Encarei interminavelmente o espelho, observando a expressão perturbada em minha face que não se desfazia – talvez nunca mais se desfizesse... – “O que há de errado com você? Aonde estava com a cabeça? Aonde estava com a cabeça, Marco?” – senti tudo a minha volta girando – lembranças surgindo em minha mente. O sangue, a adrenalina, a excitação... Depois a tristeza – Meu estômago revira. Atiro minha cabeça na pia, despejando ali mesmo o líquido malcheiroso que se manifestava nele.
Retirei a jaqueta negra que usava, a mesma que cobria a parte mais dolorosa de minhas lembranças, criei coragem para olhar para baixo, para a minha camisa – outrora branca, agora coberta de sangue – Mais e mais lembranças. Mais e mais imagens! – Retiro-a em desespero, abrindo a torneira com mãos trêmulas, esfregando a peça freneticamente, como se dessa maneira pudesse lavar também a minha consciência – sem sucesso.
Olhei para baixo novamente, encarando a faca que jazia em minha cintura, presa na minha calça – podia sentir a lâmina fria em contato com a minha pele – “Como ela deve ter se sentido? Por que você fez isso?” – As palavras não cessavam. Pus-me a lavar faca, vendo o líquido vermelho se misturando a água que saia da torneira – sentindo o cheiro de ferro que se espalhava pelo lugar...
Encostando a cabeça no espelho a minha frente de olhos fechados – “Deve ter doido tanto! Ela não lhe fez nada, maldito! Como pôde?” – Sentindo-me cada vez com menos força. Ergui meu olhar para observar meu rosto no espelho novamente...

Olhos furiosos me encaravam. Olhos claros que não me pertenciam!

Saltei para trás, tropeçando em meus próprios pés e batendo as costas na porta atrás de mim, caindo no chão... Esqueci-me por alguns instantes de como se respirava! Nem mesmo piscar eu conseguia, até meus olhos começarem a arder em protesto, me fazendo acordar de meu transe. – Estava vendo coisas.
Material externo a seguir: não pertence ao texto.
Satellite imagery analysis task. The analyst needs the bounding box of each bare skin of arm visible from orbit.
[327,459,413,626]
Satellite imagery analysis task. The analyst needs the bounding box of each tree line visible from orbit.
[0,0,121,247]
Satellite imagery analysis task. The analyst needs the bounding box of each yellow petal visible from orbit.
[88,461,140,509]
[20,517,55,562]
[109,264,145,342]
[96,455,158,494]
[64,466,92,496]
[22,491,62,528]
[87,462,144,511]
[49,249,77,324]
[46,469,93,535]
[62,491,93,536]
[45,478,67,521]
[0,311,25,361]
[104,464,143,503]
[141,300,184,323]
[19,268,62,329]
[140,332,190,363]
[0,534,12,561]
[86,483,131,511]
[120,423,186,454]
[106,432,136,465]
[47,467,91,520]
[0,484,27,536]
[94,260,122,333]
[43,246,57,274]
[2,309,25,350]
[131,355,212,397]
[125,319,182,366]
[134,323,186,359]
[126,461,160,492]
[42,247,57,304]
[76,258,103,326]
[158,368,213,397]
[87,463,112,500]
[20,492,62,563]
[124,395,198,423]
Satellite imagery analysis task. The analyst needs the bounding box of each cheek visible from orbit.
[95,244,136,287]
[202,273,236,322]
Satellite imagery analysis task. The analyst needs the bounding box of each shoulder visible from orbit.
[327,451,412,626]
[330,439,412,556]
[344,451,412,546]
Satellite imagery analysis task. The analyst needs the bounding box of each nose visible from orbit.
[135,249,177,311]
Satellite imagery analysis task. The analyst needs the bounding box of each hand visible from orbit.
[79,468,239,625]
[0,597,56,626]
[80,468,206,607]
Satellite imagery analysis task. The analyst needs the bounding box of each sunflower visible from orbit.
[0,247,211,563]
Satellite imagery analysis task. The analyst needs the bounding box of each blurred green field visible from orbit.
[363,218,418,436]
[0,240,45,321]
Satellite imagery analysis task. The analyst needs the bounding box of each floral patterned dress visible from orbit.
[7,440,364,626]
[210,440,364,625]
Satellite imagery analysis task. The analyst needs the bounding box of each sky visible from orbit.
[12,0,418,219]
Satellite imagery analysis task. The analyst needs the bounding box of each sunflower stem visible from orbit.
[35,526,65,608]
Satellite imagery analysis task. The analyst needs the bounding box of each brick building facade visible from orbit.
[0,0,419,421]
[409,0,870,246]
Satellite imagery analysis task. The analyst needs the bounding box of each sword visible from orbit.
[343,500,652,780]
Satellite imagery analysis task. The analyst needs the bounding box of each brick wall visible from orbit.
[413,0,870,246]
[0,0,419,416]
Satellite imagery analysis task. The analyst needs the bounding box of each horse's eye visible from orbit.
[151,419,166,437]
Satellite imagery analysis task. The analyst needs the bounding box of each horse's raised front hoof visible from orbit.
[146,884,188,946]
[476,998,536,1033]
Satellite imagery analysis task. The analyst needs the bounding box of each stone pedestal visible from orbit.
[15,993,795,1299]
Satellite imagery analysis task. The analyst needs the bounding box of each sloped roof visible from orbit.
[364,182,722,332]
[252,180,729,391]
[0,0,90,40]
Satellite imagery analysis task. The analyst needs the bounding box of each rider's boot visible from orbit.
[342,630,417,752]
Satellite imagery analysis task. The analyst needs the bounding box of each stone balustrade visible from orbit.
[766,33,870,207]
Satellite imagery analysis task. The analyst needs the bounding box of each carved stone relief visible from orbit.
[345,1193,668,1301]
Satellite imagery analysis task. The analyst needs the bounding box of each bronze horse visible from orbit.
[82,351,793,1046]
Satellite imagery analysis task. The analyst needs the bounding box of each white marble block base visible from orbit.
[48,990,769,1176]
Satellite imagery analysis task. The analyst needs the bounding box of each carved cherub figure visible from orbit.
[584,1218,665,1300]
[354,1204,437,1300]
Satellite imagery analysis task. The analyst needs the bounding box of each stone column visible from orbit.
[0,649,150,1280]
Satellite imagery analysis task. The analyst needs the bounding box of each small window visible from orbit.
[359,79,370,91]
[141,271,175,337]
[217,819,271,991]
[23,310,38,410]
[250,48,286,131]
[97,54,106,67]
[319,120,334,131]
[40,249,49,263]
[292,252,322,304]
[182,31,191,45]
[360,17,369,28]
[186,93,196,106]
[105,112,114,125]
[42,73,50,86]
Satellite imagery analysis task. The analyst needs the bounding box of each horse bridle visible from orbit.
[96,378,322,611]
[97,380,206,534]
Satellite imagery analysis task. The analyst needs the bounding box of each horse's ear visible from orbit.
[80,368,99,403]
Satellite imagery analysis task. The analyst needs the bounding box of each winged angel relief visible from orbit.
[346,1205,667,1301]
Encostei minha cabeça à porta – ainda sentado onde havia caído, deixando a respiração voltar ao normal – sem coragem de olhar na direção do espelho.
... Algo quente, viscoso, tocou a minha mão – senti meu coração disparar novamente. – olhei temeroso para ela... Havia sangue! Sangue que não era meu! Sangue que não estava ali antes! – O fino fio se sangue que manchava agora minha mão se estendia... Segui com olhar o liquido que parecia estar vindo do canto do banheiro... Vinha da banheira – Estava cheia até a borda de sangue!
Uma borbulhada...
Meus olhos quase saltam das órbitas em desespero – não conseguia gritar, só movia os braços ensandecido tentando abrir a porta... Abri e disparei para fora com uma energia que pensara ter perdido, tentando abrir agora a porta do quarto para escapar, seja lá do que fosse aquilo – a porta não abria! Por mais que tentasse a fechadura não abria de forma alguma! – Sentia o coração disparado e a respiração ofegante... O pânico tomando conta de minha alma...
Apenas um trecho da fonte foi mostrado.